EU trade rules help maintain Big Tech’s monopoly - new study

03.04.2023

The same EU that is advancing new laws governing the digital economy is simultaneously promoting a digital trade policy that contradicts, and would severely constrain, public interest policymaking in the EU and beyond according to new research launched today.

“EU Digital Trade Rules: Undermining attempts to Rein in Big Tech” is commissioned by The Left in the European Parliament and authored by independent researcher Deborah James, Director of International Programs at the Center for Economic and Policy Research. 
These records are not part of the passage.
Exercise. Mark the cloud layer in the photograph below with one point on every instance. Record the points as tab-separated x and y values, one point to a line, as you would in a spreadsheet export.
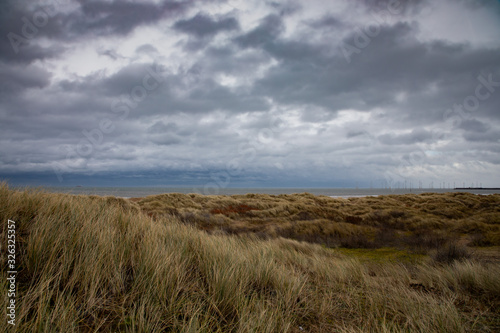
254	93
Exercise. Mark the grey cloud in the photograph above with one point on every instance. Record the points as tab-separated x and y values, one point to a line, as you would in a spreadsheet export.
146	48
203	25
416	136
16	79
474	125
266	32
488	136
119	17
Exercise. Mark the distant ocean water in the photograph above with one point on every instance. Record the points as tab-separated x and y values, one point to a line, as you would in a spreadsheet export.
136	192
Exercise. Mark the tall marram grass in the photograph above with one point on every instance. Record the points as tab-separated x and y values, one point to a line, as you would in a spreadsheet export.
89	264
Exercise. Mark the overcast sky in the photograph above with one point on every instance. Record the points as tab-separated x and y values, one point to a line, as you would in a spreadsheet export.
250	93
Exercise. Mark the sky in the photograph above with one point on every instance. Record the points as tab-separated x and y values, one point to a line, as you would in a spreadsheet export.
254	93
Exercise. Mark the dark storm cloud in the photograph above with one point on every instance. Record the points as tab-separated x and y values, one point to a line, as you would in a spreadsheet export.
327	21
394	61
24	25
16	79
266	32
415	136
202	25
474	125
281	72
400	6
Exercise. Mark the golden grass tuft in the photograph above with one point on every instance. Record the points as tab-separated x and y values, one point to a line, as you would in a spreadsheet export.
90	264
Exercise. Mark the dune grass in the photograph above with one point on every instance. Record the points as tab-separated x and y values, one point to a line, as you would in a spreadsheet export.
89	264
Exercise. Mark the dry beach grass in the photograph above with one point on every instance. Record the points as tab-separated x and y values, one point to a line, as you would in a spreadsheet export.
189	263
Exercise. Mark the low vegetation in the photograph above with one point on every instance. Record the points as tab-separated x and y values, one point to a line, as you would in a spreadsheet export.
418	222
188	263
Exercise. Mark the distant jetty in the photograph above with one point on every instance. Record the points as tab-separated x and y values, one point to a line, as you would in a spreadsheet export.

This study shows how Big Tech corporations are working to constrain the ability of the EU’s democratic bodies to regulate their activities in the public interest through “trade” agreements, which are binding and permanent. This research analyses the most dangerous clauses included in the EU digital trade agenda, such as “free” flow of data, bans on data localisation and non-disclosure of source code. It identifies ten reasons why it will be harmful for European society, Europe’s Green Agenda and democracy at large.

Key data:

  • Big Tech pays the least taxes and is the least regulated. Digital trade rules will undercut the EU’s ability to tax tech giants
  • EU digital trade policies put handcuffs on governments’ capacity to regulate Big Tech
  • EU’s digital trade rules will threaten EU’s regulations of artificial intelligence and data usage 
  • EU digital trade will widen the power of Big Tech over platform workers 
  • Digital trade policy will hamper the EU’s digital industrialisation and SMEs

Helmut Scholz, MEP (Die Linke, Germany) comments on the study: “Is the EU Commission really serious about controlling BigTech in the interests of citizens? Does the Commission deliver on the urgent need to establish accountability for artificial intelligence? At a moment when we are seeing the need for artificial intelligence accountability, the EU’s digital trade proposal agenda could limit government actions to hold tech giants accountable”.  

Emmanuel Maurel, MEP (La France Insoumise, France): “With its digital trade proposals, the European Commission is putting once again corporate profits over consumers’ protection.  EU digital trade policy will shield US and Chinese tech giants from necessary regulation in Europe and worldwide. EU trade agreements will derail the advances we have made with the Digital Services Act, the Digital Markets Data Act and the Artificial Intelligence Act.”